Tjeerd Germans et al. J Am Coll Cardiol. .
Free article

Abstract

Objectives: The purpose of this study was to evaluate whether structural left ventricular (LV) abnormalities can be observed in hypertrophic cardiomyopathy (HCM) mutation carriers who have not yet developed echocardiographic signs of hypertrophy by using cardiac magnetic resonance imaging (CMR).

Background: Hypertrophic cardiomyopathy is caused by mutations of genes encoding for sarcomeric proteins. Myocyte disarray and interstitial fibrosis precede the development of regional hypertrophy in HCM mutation carriers (carriers). No macroscopic LV structural abnormalities have been observed in carriers without LV hypertrophy.

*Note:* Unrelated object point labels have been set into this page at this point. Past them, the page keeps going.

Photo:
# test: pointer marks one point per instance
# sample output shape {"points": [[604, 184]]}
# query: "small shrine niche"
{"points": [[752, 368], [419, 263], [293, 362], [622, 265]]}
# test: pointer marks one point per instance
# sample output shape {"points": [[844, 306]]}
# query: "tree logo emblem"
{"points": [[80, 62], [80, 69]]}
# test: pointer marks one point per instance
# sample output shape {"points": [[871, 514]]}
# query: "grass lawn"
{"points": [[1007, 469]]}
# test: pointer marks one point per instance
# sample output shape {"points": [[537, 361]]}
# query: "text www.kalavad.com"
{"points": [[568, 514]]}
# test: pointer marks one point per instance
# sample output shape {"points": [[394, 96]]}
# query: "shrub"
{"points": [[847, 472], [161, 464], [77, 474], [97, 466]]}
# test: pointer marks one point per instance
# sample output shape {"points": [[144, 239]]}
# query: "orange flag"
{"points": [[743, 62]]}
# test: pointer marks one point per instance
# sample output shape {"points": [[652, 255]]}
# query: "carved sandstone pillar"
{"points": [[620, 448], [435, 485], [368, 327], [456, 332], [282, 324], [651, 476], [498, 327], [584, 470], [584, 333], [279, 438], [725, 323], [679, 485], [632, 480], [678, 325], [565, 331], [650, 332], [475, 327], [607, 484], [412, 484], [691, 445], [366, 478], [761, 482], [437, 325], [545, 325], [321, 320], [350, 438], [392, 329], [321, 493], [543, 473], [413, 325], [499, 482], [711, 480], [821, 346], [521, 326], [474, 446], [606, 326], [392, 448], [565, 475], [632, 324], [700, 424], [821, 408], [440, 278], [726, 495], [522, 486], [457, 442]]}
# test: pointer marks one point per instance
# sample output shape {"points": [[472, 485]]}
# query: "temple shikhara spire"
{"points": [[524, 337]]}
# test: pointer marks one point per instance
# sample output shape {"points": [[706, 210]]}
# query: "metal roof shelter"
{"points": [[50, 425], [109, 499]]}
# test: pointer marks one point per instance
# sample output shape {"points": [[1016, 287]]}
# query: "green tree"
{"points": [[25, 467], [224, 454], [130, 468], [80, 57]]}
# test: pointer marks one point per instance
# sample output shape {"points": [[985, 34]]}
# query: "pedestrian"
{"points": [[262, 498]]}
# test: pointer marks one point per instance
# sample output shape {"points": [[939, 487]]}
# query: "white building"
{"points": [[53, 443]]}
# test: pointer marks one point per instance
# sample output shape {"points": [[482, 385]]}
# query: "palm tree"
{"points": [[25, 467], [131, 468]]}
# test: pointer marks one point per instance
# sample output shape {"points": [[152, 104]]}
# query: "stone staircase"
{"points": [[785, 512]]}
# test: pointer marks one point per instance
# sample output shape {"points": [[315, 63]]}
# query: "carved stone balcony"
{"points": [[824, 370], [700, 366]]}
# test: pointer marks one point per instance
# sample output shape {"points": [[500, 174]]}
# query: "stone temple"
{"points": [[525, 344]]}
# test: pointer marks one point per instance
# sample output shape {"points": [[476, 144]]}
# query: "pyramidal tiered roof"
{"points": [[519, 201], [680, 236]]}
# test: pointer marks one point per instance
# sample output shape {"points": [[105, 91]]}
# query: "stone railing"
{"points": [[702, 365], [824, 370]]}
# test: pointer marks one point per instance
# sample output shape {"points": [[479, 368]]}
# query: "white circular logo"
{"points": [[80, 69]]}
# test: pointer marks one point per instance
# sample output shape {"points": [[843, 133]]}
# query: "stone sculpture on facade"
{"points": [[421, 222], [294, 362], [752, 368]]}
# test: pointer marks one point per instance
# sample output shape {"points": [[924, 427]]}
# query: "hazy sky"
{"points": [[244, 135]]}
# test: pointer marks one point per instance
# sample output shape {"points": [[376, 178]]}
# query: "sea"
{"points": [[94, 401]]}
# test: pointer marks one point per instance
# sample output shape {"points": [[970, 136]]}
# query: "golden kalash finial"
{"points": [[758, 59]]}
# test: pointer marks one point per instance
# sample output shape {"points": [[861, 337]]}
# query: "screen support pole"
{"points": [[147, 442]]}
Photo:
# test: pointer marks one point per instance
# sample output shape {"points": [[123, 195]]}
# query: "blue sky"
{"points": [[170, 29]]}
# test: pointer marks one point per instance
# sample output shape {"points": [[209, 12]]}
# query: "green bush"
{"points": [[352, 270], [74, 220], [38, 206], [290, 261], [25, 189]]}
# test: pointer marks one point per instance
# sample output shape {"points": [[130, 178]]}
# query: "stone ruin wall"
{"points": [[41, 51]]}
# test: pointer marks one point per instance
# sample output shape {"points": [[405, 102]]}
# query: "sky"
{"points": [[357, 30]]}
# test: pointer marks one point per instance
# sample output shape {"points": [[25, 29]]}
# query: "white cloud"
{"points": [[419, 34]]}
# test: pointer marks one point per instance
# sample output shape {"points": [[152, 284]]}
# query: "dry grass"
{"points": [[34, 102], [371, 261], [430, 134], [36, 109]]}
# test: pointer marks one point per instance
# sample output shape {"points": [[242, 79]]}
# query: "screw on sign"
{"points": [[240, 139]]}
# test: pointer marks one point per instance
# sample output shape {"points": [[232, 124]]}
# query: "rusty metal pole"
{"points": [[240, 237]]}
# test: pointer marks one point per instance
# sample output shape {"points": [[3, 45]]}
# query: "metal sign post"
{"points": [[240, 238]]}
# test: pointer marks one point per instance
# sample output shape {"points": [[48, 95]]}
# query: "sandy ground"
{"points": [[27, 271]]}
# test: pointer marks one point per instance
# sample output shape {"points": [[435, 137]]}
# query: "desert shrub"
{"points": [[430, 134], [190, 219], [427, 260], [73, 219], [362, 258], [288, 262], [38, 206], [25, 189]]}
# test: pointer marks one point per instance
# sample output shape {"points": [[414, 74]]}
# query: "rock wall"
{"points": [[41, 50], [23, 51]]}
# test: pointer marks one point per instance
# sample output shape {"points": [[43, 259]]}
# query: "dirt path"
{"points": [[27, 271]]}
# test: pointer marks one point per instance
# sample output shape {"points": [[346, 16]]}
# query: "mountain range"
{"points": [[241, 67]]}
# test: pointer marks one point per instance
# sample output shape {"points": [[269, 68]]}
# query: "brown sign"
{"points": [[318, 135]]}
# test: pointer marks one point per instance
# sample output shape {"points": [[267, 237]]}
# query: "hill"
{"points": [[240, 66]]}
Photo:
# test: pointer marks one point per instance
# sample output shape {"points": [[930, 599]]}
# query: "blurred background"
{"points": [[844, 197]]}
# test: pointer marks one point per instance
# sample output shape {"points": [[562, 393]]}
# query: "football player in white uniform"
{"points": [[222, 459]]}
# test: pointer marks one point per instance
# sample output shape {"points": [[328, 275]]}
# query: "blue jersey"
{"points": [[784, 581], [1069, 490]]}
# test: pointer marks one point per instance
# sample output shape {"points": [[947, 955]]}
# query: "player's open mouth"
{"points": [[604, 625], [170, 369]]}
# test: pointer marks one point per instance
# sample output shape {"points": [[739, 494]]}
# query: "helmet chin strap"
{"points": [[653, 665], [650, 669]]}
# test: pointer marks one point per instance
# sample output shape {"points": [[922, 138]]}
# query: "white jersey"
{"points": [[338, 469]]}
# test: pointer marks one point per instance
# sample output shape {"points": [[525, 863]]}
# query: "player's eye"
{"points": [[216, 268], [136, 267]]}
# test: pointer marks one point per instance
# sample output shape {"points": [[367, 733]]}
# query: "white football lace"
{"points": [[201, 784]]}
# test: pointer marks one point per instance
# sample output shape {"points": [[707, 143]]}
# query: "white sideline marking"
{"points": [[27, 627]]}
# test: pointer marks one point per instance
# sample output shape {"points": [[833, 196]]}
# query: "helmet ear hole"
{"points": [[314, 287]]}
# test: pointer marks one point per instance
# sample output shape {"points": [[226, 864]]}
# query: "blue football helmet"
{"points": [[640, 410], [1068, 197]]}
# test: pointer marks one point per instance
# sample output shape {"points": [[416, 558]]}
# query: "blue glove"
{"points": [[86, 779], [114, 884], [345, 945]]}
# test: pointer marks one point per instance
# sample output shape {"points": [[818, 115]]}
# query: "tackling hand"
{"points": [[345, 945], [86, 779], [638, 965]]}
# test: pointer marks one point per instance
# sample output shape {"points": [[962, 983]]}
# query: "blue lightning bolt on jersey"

Methods: A CMR, echocardiogram, and electrocardiogram (ECG) were performed in 16 carriers. Delayed contrast enhancement imaging was used with CMR to detect fibrosis. In 16 age- and gender-matched control subjects, CMR and ECG were performed and an echocardiogram was made when structural abnormalities were detected with CMR. All carriers had an LV wall thickness <13 mm in the year before the study, measured by echocardiography.

Results: In 13 carriers (81%), crypts were discerned with CMR in the basal and mid inferoseptal LV wall, not detected by routine echocardiography and not observed in healthy volunteers. In 4 of the crypt-positive carriers, both the echocardiogram and ECG were normal. Two HCM carriers revealed regional hypertrophy of the inferoseptum not detected by echocardiography, and in both carriers, focal fibrosis was present.

Conclusions: In carriers who have not yet developed frank hypertrophy, crypts can be detected with CMR in the inferoseptal LV wall, even when echocardiography and ECG are normal. The crypts might represent one of the early pathological alterations of myocardium in carriers that ultimately progress into manifest HCM.